7. Kubernetes API calls¶

Both users' tool calls hit the Kubernetes API independently.
Read operations (list pods, get logs, describe deployment) are always safe to run in parallel — the K8s API is stateless for reads.
Write/delete operations from two users targeting the same resource can conflict:
User A deletes a deployment while User B is patching it → K8s returns 404 or 409.
KubeIntellect tools return "Error: ..." strings in these cases; the LLM typically explains this to the user.
There is no application-level locking or user intent coordination for write operations.

Summary Table¶

Concern	Status	Notes
Concurrent request handling	✅ Safe	FastAPI async; no blocking
Graph state isolation (per user)	✅ Safe	Isolated by `thread_id` in AsyncPostgresSaver
HITL state persistence across restarts	✅ Fixed	AsyncPostgresSaver — durable in Postgres
HITL checkpoints (custom)	✅ Safe	ThreadedConnectionPool; keyed per conversation
Tool registry (PostgreSQL)	✅ Safe	`tool_registry` table; row-level locking; safe across all pods
K8s read operations	✅ Safe	Stateless reads
K8s write/delete conflicts	⚠️ Partial	K8s returns 404/409; no app-level coordination
`reload_dynamic_tools_into_agent` race	⚠️ Issue	Concurrent CodeGenerator completions can race (threading.Lock added)

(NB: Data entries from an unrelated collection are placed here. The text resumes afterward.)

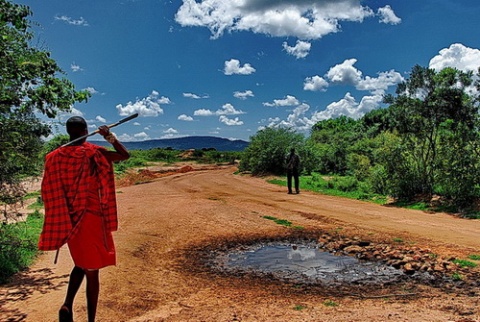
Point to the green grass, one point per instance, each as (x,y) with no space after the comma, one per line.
(18,245)
(346,187)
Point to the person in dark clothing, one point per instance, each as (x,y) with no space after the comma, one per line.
(293,169)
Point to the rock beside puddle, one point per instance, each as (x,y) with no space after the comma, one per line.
(408,259)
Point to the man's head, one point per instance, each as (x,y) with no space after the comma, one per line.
(76,127)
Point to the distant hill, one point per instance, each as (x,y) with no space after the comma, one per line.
(185,143)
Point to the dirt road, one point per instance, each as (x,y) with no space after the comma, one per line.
(161,220)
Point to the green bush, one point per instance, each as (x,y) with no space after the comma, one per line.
(18,245)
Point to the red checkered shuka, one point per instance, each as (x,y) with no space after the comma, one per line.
(65,191)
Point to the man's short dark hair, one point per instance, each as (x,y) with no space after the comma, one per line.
(76,126)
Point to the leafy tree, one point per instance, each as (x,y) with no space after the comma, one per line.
(29,86)
(333,139)
(435,117)
(268,148)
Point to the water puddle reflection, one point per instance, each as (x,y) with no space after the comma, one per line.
(305,263)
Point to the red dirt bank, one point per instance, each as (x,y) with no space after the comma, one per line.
(164,220)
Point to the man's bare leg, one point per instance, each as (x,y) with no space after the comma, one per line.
(93,288)
(76,279)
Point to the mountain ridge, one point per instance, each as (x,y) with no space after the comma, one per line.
(185,143)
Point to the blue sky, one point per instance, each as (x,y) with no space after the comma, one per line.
(228,68)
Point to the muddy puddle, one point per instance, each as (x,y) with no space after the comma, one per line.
(305,262)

Multi-replica architecture¶

KubeIntellect is designed for horizontal scaling. The following design decisions enable safe multi-pod deployments:

LangGraph state in PostgreSQL (AsyncPostgresSaver) — durable across restarts; HITL resume works across pod boundaries.
Runtime-tools PVC as ReadWriteMany (Azure Files via azurefile-csi-retain) — all pods share the same generated tool files.
HPA support — hpa.enabled: true in values-azure.yaml; the Horizontal Pod Autoscaler is pre-configured for production.
Concurrency cap — MAX_CONCURRENT_WORKFLOWS (asyncio.Semaphore) prevents TPM exhaustion under load.
Tool reload lock — threading.Lock in agents.py serialises concurrent reload_dynamic_tools_into_agent() calls.
Tool registry in PostgreSQL — ToolRegistryService uses row-level locking; safe for concurrent writes from multiple pods.